I am very aroused by your SiTe descriptions of a class tbh. And its dual, the immortal Guardian. You really are onto something mon amie!

edit: by both of them actually(both the judging and perceiving leading descriptions). Both Cavalier and Vanguard sound very enticing to me. As do Paladins and Sentinels. Do excuse my prior Age of Conan example(Guardian a very lovable class  ).


----------



## Adore

So many great posts on this thread! I've had a lot of fun reading everyone's descriptions.

I see many people listing ISTJs as warriors or warrior hybrids. Maybe I'm biased but I'd guess ranged dps instead.
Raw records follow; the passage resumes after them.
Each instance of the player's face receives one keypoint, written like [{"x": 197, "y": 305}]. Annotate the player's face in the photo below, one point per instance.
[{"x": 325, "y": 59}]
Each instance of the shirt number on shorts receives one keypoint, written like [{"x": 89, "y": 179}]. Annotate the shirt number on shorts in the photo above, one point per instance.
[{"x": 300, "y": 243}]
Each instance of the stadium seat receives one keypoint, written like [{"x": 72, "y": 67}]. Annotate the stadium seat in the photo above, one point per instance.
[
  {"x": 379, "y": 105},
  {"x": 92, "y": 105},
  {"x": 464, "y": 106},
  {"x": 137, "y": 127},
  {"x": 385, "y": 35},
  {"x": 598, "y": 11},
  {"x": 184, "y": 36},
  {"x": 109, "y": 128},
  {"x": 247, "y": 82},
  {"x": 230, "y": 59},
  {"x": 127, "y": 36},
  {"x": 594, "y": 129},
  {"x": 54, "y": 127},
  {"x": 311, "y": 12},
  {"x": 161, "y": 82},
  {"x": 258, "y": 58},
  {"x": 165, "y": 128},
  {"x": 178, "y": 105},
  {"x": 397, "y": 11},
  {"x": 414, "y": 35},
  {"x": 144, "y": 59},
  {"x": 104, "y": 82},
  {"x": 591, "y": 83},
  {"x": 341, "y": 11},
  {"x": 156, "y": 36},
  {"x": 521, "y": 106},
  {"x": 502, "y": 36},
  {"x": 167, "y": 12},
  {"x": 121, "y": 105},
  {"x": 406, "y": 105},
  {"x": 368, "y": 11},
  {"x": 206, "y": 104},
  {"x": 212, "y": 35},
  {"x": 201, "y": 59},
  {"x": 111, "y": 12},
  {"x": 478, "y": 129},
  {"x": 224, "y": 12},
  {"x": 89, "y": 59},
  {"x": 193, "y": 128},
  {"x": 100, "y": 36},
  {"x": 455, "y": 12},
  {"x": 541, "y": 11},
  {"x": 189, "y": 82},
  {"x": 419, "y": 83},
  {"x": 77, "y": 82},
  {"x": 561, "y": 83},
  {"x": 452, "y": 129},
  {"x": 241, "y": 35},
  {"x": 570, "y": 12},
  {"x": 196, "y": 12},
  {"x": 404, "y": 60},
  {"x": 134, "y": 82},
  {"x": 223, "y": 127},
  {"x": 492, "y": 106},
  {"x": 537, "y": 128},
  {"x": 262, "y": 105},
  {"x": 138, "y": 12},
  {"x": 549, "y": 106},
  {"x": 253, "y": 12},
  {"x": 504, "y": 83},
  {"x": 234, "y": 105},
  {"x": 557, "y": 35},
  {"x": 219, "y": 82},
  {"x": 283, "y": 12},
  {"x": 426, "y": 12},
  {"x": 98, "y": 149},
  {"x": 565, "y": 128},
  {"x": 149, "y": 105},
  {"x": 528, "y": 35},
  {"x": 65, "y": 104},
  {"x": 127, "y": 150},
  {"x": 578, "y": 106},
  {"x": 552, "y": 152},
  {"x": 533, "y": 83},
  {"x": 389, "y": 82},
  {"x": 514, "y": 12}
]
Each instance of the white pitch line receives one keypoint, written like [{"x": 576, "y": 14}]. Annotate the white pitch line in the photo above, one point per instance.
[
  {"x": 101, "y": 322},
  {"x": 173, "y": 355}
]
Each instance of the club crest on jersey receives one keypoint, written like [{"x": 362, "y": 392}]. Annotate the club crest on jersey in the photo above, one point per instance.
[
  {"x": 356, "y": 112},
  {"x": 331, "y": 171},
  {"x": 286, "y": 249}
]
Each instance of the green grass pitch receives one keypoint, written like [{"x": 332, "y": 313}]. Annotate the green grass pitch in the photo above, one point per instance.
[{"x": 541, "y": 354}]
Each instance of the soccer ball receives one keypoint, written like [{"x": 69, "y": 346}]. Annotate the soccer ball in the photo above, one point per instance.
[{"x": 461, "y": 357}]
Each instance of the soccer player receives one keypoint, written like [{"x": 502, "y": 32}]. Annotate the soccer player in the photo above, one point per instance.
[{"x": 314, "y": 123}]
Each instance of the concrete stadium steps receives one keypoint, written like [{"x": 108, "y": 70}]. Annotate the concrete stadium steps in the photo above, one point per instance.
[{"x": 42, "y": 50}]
Highly efficient with needed precision (especially for Archer types.)


----------



## anakmager

INFP would be an NPC


----------



## Tetsuo Shima

Lately, I've been addicted to Cthulhu-themed games, so I decided that I'd reanimate this thread with what the classes would be for different MBTI types in a Cthulhu game.

ENTJ= politician
ISFP= photographer
ENFJ= cult leader
ISTP= hitman
ENTP= pirate
ISFJ= femme fatalle
ENFP= stage magician
ISTJ= spy
ESFJ= nurse
INTP= detective
ESTJ= soldier
INFP= witch doctor
ESFP= showgirl
INTJ= scientist
ESTP= gangster
INFJ= psychiatrist


----------



## goodthankyou

Alright so we just saw Warcraft yesterday, and its a great movie, so I'm resurrecting this old thread, yay!

Loved seeing the orcs and humans in a fantasy movie. It baffles me sometimes why someone would go into a fantasy game just to play a human, but in fantasy games, humans represent something like honor or valor, and its ... well ... just as fantasy as being an elf or a dwarf I suppose 

But I do believe that fantasy archetypes have somewhat of a correlation to real life archetypes, and the fantasy world is just a visual representation of what really goes on in the real world.

So anyway, here's my take on the types and the fantasy classes, and my reasons why.

[HR][/HR]
*SJ (trader class)*
Mostly hobbits or miner dwarves, the trader class will establish guilds of blacksmiths/ farmers/ builders in their home villages. The city mayor is most likely an SJ.
*ESTJ* shopkeeper: Or more likely, merchant or trader. An economics-based player, buys up all the shops in every city.
*ISTJ* blacksmith: A small-time shopkeeper, selling weapons and armor.
*ISFJ* farmer: Sell fruits and veges. TMLT be a hobbit.
*ESFJ* innkeeper: Owns a pub where everyone comes to share their problems.​
*SP (warrior class)*
Humans, orcs or fighting-class dwarves. Specialise in strength and weaponry.
*ESTP* knight: uses sharp weapons and swordsmanship
*ISTP* assassin: highly skilled and silent fighter. Uses stealth.
*ISFP* paladin: you half-breed magic user, you. Owns a trusty steed or hunting-animal.
*ESFP* warrior: (or barbarian) uses blunt weapons and berserk​
*NP (explorer class)*
Wood-elves. A peaceful race. Specialises in elemental/ nature magic.
*ENTP* rogue: hunter class. Swift, quick, covers large overland area. Lightly armored. Uses dodge. Steals from the rich and gives to the poor.
*INTP* alchemist: potions and mechanics user. TMLT create the boomstick/ disappear en-mass into an alternate dimension.
*INFP* druid: collects herbs and flowers. Communes with nature and animals. Potions user. Earth magic. TMLT have an animal companion.
*ENFP* bard: traveller and entertainer, poet, tells stories, TMLT be found performing in inns. Minstrel.​
*NJ (mage class)*
High-elves/ dark-elves. Uses arcane magic. TMLT succumb to the taint.
*ENTJ* warlock: oversees hordes of orcs for the overthrow of middle-earth (sorry guys, not sorry)
*INTJ* wizard: up in ivory tower devising plans for good or evil
*INFJ* witch: the one who knows what's really going on. Can be summoned using arcane spells.
*ENFJ* sorceress: occasionally takes over the world, if the warlocks will let her. Owns an army of tainted Narnians.​


----------